一旦の収拾と一抹の不安
俺とマリーは、犯人のいる小屋へ走る
かなりのスピードで走っているが、鍛えてるだけあってマリーも俺も余裕だ
ものの数分で、目標の小屋を見つける事が出来た。犯人はまだそこを動いていないようだ
「本当にここなのかしら」
「それは信じてもらうしかないな」
小屋の中をのぞき込むと、何やら口論する男と女がいた
男はうちの学生のようだ。制服から見て1年か
典型的な不良のような見た目、でもイケメン。

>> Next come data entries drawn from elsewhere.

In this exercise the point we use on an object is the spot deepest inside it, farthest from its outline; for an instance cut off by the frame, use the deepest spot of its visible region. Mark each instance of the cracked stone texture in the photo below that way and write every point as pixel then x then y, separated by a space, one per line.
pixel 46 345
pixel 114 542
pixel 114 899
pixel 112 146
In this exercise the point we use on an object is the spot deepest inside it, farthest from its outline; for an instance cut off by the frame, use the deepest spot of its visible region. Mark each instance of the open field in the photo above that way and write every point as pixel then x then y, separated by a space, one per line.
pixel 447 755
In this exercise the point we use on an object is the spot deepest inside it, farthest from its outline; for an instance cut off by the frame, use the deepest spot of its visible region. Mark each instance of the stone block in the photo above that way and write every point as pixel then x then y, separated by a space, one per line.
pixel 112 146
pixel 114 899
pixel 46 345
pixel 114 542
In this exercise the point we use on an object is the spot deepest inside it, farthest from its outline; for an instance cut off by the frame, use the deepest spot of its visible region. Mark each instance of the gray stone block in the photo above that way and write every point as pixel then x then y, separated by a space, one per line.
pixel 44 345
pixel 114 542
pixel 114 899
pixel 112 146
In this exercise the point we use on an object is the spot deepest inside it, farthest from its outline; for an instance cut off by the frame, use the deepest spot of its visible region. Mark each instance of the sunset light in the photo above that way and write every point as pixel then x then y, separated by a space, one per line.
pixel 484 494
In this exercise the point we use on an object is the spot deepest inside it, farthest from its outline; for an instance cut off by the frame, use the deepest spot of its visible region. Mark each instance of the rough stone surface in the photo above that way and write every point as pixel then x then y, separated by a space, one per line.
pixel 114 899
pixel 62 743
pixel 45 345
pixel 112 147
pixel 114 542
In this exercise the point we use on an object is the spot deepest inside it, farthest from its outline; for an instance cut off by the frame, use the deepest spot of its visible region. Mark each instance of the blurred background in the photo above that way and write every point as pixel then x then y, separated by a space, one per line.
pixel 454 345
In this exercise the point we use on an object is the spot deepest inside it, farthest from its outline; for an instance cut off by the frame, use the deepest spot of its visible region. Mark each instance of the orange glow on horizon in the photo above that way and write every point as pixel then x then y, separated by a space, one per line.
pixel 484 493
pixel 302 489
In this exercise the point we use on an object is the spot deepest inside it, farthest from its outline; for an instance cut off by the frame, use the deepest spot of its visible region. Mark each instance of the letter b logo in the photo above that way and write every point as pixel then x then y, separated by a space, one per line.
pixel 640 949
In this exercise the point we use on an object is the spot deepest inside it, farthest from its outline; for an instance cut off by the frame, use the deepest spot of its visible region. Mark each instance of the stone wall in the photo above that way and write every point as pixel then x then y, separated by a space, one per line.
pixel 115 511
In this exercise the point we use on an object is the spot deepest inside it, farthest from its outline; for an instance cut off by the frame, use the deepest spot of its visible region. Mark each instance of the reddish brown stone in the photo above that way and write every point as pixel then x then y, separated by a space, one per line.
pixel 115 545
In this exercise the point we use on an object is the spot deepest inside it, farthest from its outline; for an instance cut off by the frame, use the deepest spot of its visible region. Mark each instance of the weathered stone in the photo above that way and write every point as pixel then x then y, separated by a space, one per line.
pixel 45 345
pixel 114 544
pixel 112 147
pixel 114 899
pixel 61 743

ムカつくわぁ
女の方はフード付きローブが、足首まで覆っていて姿は分からないが、髪は水色。目は赤と黄緑のオッドアイなのは見えた。性別は声で判断した
ちょっと盗み聞きしてみよう
マリーを手で抑え、聞き耳を立てる
「何だと!?話が違う!金を出せばボクを優勝させてくれると言ったじゃないか!」
「……確かに言った。でもそれはあの化物が居なければの話。あんなのに来られたらウチもお手上げぇ」
「そ、それでは約束はどうなる!?ボクはもう親や周りにに優勝すると言ってしまったんだぞ!」
「?…そんなもの知らないよ。金は半額返す。それがウチのルールだからねぇ。…はい」
ドサッという音がした。こんな音するくらいの金が入った袋か何かを床に落としたのだろう
「し、知らないだと!?貴様はあのギルドでは一番強いのだろう!?命をかけて依頼を遂行するのが、ギルド団員の使命ではないのか!」
な、何言ってんのこの男
「何を言ってるんでしょうあの男は…」
マリーが小声でそう伝えてくる
ホント、よく分からん
「いや、ウチは命かける気ないしぃ。何、使命って。ウケるー」
ニヤニヤと笑う女に我慢ならなかったのか、男が剣を抜いた
「何がおかしい!馬鹿にしやがって!穢れた半魔の分際で!所詮闇ギルドの一員だ。殺しても罪には問われない、貴様は殺す。今すぐな!」
馬鹿かあの男!
「マリー!」
「仕方ないですね!」
俺とマリーは小屋の中へと飛び込んだ。間一髪、殺されてはいない。男がだけど
「な、なんだ貴様らは!」
「制服、2年が2人かぁ」
男は殺されかけていることに気がつかないまま、こちらに叫んでいる。早く逃げろや
しかし、勢いで飛び込んだはいいものの、どうするか
正直、この女の戦闘能力が分からない。まぁ、会ったばかりだし
「そこの男子生徒。ここは私達が請け負います。早く学園へ戻ってください。処罰はその後です」
「う、うるさい!見られたからには貴様らも消す!おい、手伝え!」
女から目を離して、こちらに剣を向ける男。それに剣を向けた相手に手伝えとかマジで馬鹿か!?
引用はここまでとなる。